The Mission of The Oratory

The primary words that guide our work at The Oratory were written by St. Paul to the Philippians (2:1-5), a community of believers not unlike us.

“So if there is any encouragement In Christ, any incentive of love, any participation in the Spirit, any affection and sympathy, complete my joy by being of the same mind, having the same love, being in full accord and of one mind. Do nothing from selfishness or conceit, but in humility count others better than yourselves. Let each of you look not only to his own interests, but also to the interests of others. Have this mind among yourselves, which was in Christ Jesus....”

Through prayer and the frequent contemplation of this passage, we strive to create a community based on the joy and charity and humility of Jesus Christ.

The Mission Statement

The Oratory is a homeschool academy which offers classes twice weekly in order to support homeschooling parents. We seek to support each other in the noble mission of educating our children in the classical tradition and, above all, teach them to love all that is good and true and beautiful.

The Mission Statement uses particular words that are revealing:

“to support homeschooling parents”: We see homeschooling as a wonderful way of education, especially since parents are the first educators of their children. But there are difficulties which arise, and The Oratory exists to help parents overcome these difficulties, so that homeschooling for them is successful. Unlike most educational models, which remove the child from his family for the majority of his waking hours, and thus remove the family as the center of his existence (replacing it with immature peers), this 1 1/2-2 day a week model serves only to strengthen the family by making homeschooling feasible—providing difficult classes like high school chemistry and composition and Latin and higher math...so we don’t have to give up our high ideal of homeschooling our children.

“in the noble mission”: We say noble because in this culture, it is increasingly a battle to educate our children in the Truth, and to pass on the truth about the human person and his place in the world. To teach a child to love what ought to be loved, is a noble endeavor, and our duty.

Students gather for the recitation of poetry

Students gather for the recitation of poetry

“to educate them in the classical tradition”: We take for our guides educators who understand the classical tradition, which, in the end, aims to teach a person how to reason and communicate the truth which he logically concludes. A classical education helps a child understand what it means to be human, by drawing on the wisdom of the ages, which is conveyed through the study of the liberal arts—and not to simply make him a knower of facts.

Beginning with our youngest students we strive for classes that are informed by the classical trivium (grammar, logic/dialectic and rhetoric).

First, we have grammar, which is the accumulation of knowledge, and includes some learning by memorization. Then comes logic/dialectic—through which the child begins to understand what he has learned and is learning in the context of truth and goodness (that is, why it has value). By high school, rhetoric comes in, by which the student learns to present logically formed and persuasive arguments, in the defense of what is true and good. Douglas Wilson (The Case for Classical Christian Education) writes that rhetoric is the “presentation of...truth and goodness in a lovely form.” For the high school ages, the curriculum draws from a myriad of sources but the main guide will be from the author of Creating Your Own Classical Curriculum, Laura Berquist.

The students gather for prayer in the Adoration Chapel of St.
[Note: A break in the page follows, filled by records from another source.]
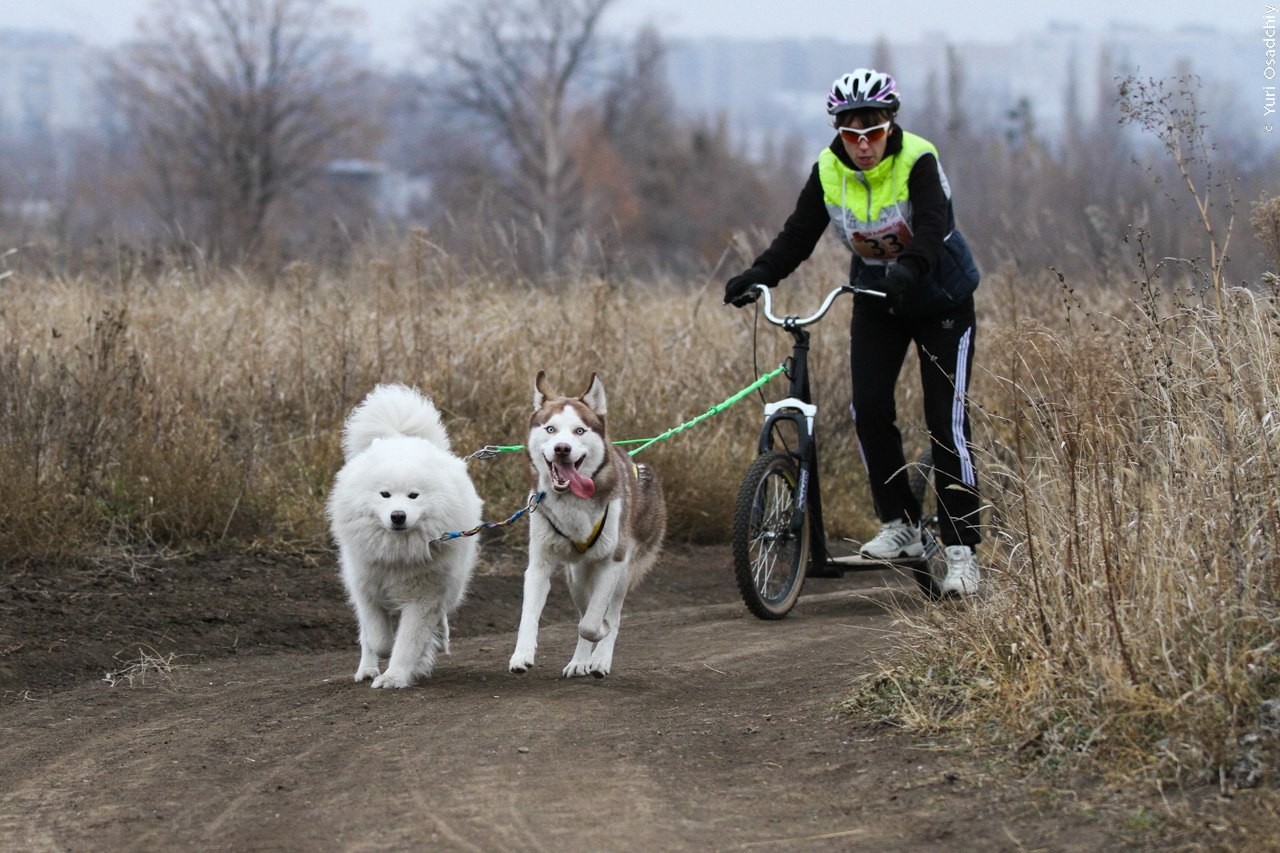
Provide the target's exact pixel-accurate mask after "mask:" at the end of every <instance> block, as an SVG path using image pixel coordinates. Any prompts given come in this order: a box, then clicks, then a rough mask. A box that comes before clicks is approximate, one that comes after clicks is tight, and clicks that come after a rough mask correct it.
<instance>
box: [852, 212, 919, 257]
mask: <svg viewBox="0 0 1280 853" xmlns="http://www.w3.org/2000/svg"><path fill="white" fill-rule="evenodd" d="M910 242H911V229H910V228H909V227H908V224H906V220H904V219H891V220H890V222H887V223H884V224H883V225H881V227H879V228H876V229H872V231H854V232H850V234H849V245H850V246H852V247H854V251H855V252H858V255H859V256H860V257H864V259H867V260H870V261H891V260H893V259H895V257H897V256H899V255H901V254H902V250H904V248H906V247H908V245H910Z"/></svg>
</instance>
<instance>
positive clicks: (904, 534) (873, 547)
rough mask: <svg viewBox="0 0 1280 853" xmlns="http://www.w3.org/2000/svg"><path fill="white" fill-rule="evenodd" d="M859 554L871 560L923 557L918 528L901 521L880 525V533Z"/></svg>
mask: <svg viewBox="0 0 1280 853" xmlns="http://www.w3.org/2000/svg"><path fill="white" fill-rule="evenodd" d="M859 553H861V555H863V556H864V557H870V558H872V560H900V558H902V557H919V556H923V555H924V543H922V542H920V529H919V528H918V526H915V525H914V524H908V523H906V521H902V520H901V519H893V520H892V521H886V523H884V524H882V525H881V532H879V533H877V534H876V538H874V539H872V540H870V542H867V543H864V544H863V547H861V548H860V549H859Z"/></svg>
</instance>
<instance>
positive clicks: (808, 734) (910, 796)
mask: <svg viewBox="0 0 1280 853" xmlns="http://www.w3.org/2000/svg"><path fill="white" fill-rule="evenodd" d="M677 553H681V552H677ZM684 553H685V557H686V558H684V560H681V561H680V565H673V564H672V561H668V564H667V566H666V569H664V570H663V571H662V573H660V574H659V576H657V578H654V579H653V584H652V587H650V585H648V584H646V587H641V588H640V589H639V590H636V593H635V596H634V601H628V605H632V606H631V607H630V608H628V612H627V613H626V617H625V621H623V629H622V635H621V639H620V642H618V649H617V654H616V658H614V675H612V676H611V678H608V679H604V680H582V679H575V680H566V679H562V678H559V670H561V667H562V666H563V665H564V662H566V661H567V660H568V657H570V653H571V651H572V643H573V622H572V620H567V619H563V616H564V611H563V610H561V611H559V617H561V619H559V621H552V622H550V624H548V625H547V626H545V628H544V630H543V635H541V643H540V649H539V654H540V658H539V666H538V667H536V669H535V670H534V671H531V672H530V674H527V675H525V676H512V675H508V674H507V672H506V661H507V657H508V656H509V653H511V646H512V643H513V639H515V634H513V631H512V630H497V631H495V630H492V629H489V630H470V631H468V630H467V629H466V628H463V626H462V625H466V624H470V625H475V624H476V622H479V624H480V625H481V628H483V629H484V628H488V626H490V625H492V624H494V622H495V621H506V620H508V619H509V621H511V622H512V624H513V622H515V620H516V619H518V598H517V599H512V594H513V592H512V590H515V589H518V585H517V584H516V583H513V581H516V580H518V578H515V576H512V575H511V574H509V573H508V574H504V575H502V576H497V575H490V576H481V578H477V585H476V589H475V596H474V601H475V602H477V603H475V605H474V606H472V610H471V611H470V613H468V610H467V608H466V607H465V608H463V611H462V612H461V613H460V616H458V620H457V621H458V622H460V628H458V629H457V630H456V637H454V643H453V653H452V654H451V656H448V657H445V658H443V661H442V663H440V666H439V669H438V671H436V676H435V678H434V679H431V680H430V681H429V683H426V684H424V685H421V686H419V688H413V689H408V690H371V689H370V688H367V686H365V685H356V684H353V683H352V681H351V680H349V675H351V671H352V670H353V667H355V663H356V658H357V654H356V649H355V647H353V644H352V647H351V648H347V649H343V651H321V652H310V653H308V652H297V651H285V652H276V653H269V654H252V656H241V657H220V656H211V658H210V660H207V661H204V662H200V663H195V665H188V666H179V667H178V669H175V670H174V671H172V672H169V674H168V675H165V676H156V675H152V678H151V679H148V681H147V684H146V685H137V684H136V685H133V686H128V685H124V684H119V685H116V686H114V688H113V686H109V685H106V684H105V683H101V681H82V683H81V684H78V685H76V686H73V688H70V689H58V690H52V692H42V693H38V694H32V693H20V694H18V693H12V692H10V693H9V694H6V699H5V703H4V704H3V706H0V738H3V743H4V747H3V751H0V795H3V803H4V804H3V807H0V849H24V850H90V849H92V850H115V849H133V850H173V849H182V848H189V849H219V850H223V849H225V850H262V849H271V850H275V849H287V850H357V849H358V850H398V849H448V850H713V849H714V850H741V849H765V850H768V849H788V850H794V849H806V850H808V849H820V850H824V849H832V850H849V849H876V850H954V849H988V850H1002V849H1007V850H1015V849H1028V848H1030V849H1053V850H1071V849H1078V850H1096V849H1102V848H1106V847H1107V845H1108V838H1110V836H1108V831H1107V827H1106V826H1105V825H1102V822H1100V821H1097V820H1096V818H1089V817H1088V816H1087V815H1085V813H1083V812H1079V811H1075V809H1068V811H1061V809H1052V808H1051V809H1047V811H1046V806H1047V804H1048V803H1051V800H1052V798H1051V797H1050V795H1048V794H1046V793H1039V792H1036V790H1028V789H1027V788H1024V786H1021V785H1018V784H1010V783H1011V780H1001V779H997V777H993V776H992V774H991V772H988V771H986V770H983V768H982V767H983V766H982V765H980V763H979V762H978V761H975V760H973V757H969V756H964V754H961V753H954V752H947V751H942V749H936V748H932V745H931V744H928V743H919V742H911V740H909V739H906V738H902V736H901V735H899V734H896V733H893V731H891V730H884V729H870V727H867V726H858V725H855V724H852V722H850V721H847V720H842V719H840V717H837V716H836V715H835V713H833V708H835V706H836V704H837V703H838V702H840V701H841V698H842V695H844V693H845V690H846V689H847V685H849V683H850V681H851V679H852V678H855V676H856V675H858V674H859V672H863V671H865V670H867V667H868V666H869V663H868V661H869V654H872V653H873V652H874V651H876V649H877V648H879V647H882V644H884V643H888V642H892V639H893V625H892V619H891V616H890V615H888V612H887V611H886V606H887V605H888V603H891V602H892V601H895V599H896V601H906V602H908V603H909V606H910V602H911V598H910V588H909V587H901V585H900V584H899V583H897V580H896V579H895V578H893V576H891V575H884V574H881V573H873V574H868V575H864V576H861V578H854V579H845V580H840V581H812V584H810V588H809V590H808V592H806V594H805V597H804V598H801V603H800V605H799V607H797V608H796V611H794V612H792V615H791V616H790V617H788V619H786V620H783V621H781V622H762V621H759V620H756V619H754V617H751V616H749V615H748V613H746V611H745V608H744V607H742V606H741V603H739V602H736V601H732V599H731V598H727V597H723V596H730V594H732V588H731V580H726V578H727V575H726V574H724V573H727V571H728V569H727V566H726V565H724V564H723V562H722V561H723V560H724V558H726V557H724V555H723V552H722V551H712V552H696V553H695V552H684ZM708 553H709V555H712V556H713V558H712V560H710V562H708V560H707V557H708ZM694 557H696V558H694ZM819 584H826V585H819ZM646 589H648V592H645V590H646ZM689 596H691V597H694V598H707V599H709V598H716V597H721V603H713V602H710V601H701V599H699V601H698V602H696V603H685V605H680V603H677V602H680V601H681V599H682V597H689ZM553 598H554V599H563V598H567V594H566V593H564V590H563V589H562V587H559V585H558V587H557V588H556V589H553ZM549 612H552V611H549ZM497 613H500V615H502V619H500V620H497V619H490V616H494V615H497ZM468 615H470V620H471V621H470V622H468ZM552 619H556V617H554V616H553V617H552ZM344 630H348V631H349V630H351V628H349V625H348V626H344Z"/></svg>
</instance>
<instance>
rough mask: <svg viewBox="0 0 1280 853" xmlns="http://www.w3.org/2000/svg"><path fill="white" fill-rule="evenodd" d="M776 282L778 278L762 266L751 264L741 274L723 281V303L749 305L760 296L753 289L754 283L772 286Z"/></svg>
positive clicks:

Francis Church

The students gather for prayer in the Adoration Chapel of St. Francis Church

“and to inspire in them a love for all that is good, and true, and beautiful”: We strive to do this only with the help of the Holy Spirit; thus, this coming year, along with morning prayer and Mass, our days will begin with a peaceful period of silent adoration in our beautiful church.
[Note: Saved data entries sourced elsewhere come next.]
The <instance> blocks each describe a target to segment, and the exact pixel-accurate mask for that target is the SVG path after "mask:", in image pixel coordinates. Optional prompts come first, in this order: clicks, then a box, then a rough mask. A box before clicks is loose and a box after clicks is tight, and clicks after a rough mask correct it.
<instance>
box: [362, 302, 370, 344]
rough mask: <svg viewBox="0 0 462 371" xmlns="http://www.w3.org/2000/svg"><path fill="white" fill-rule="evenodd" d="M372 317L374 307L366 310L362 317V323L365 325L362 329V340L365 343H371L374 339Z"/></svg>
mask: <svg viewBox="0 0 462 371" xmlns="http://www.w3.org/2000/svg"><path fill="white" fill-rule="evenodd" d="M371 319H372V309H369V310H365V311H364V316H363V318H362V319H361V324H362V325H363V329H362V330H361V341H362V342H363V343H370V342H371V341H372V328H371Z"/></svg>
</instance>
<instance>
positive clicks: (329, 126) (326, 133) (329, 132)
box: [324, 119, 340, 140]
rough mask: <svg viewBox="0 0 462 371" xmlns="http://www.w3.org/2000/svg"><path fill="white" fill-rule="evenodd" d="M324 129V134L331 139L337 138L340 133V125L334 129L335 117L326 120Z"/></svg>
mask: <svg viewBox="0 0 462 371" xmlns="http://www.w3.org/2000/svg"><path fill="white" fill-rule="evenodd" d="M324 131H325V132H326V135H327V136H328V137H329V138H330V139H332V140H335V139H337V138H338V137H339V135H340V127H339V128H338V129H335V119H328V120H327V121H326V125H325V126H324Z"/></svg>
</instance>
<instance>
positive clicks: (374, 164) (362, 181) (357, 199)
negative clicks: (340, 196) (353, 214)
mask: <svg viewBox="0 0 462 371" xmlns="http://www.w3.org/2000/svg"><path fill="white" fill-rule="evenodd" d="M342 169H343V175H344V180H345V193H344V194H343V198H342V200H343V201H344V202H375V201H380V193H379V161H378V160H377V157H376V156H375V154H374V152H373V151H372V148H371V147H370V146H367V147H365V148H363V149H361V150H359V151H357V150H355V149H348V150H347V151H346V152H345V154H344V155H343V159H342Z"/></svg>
As far as the classroom, we believe that young children respond to beauty—we seek to enliven that response through our art study classes; we desire that children respond to the beauty of words, thus our poetry and literature and recitation classes; we give them the beauty of music through our choir, wherein the children sing beautiful and sacred music. In these areas, particularly for the lower grades, our foremost guide is Charlotte Mason (1842-1923).

We are very excited to offer classes which explore some of the “Good Books” (as identified by Dr. John Senior). The “good books” draw students to the good, true, and beautiful through the great medium of literature that speaks of the universal human condition, and inspires students to naturally align themselves with the good.

The teaching of Latin is part of The Oratory’s curriculum

The teaching of Latin is part of The Oratory’s curriculum

We recognize the absence of much reading in our technological age and we think it may be of great benefit to younger students to be accountable to someone other than a parent in requiring them to read good books. The students will also become accustomed to the Socratic method (providing the student with questions that help him arrive at correct conclusions) in the Good Books classes. The preparation of the child’s heart and mind to be able to receive the Truth through the reading of good literature is an essential prerequisite for digestion of the “Great Books” in high school and college.

Finally, on a practical level, we acknowledge from long experience several needs homeschooling families have:

These are only a sampling of the potential problems many of us have faced as homeschoolers. The Oratory hopes to provide help in all these areas, without undermining parental authority and without moving the family from the center of existence for each child.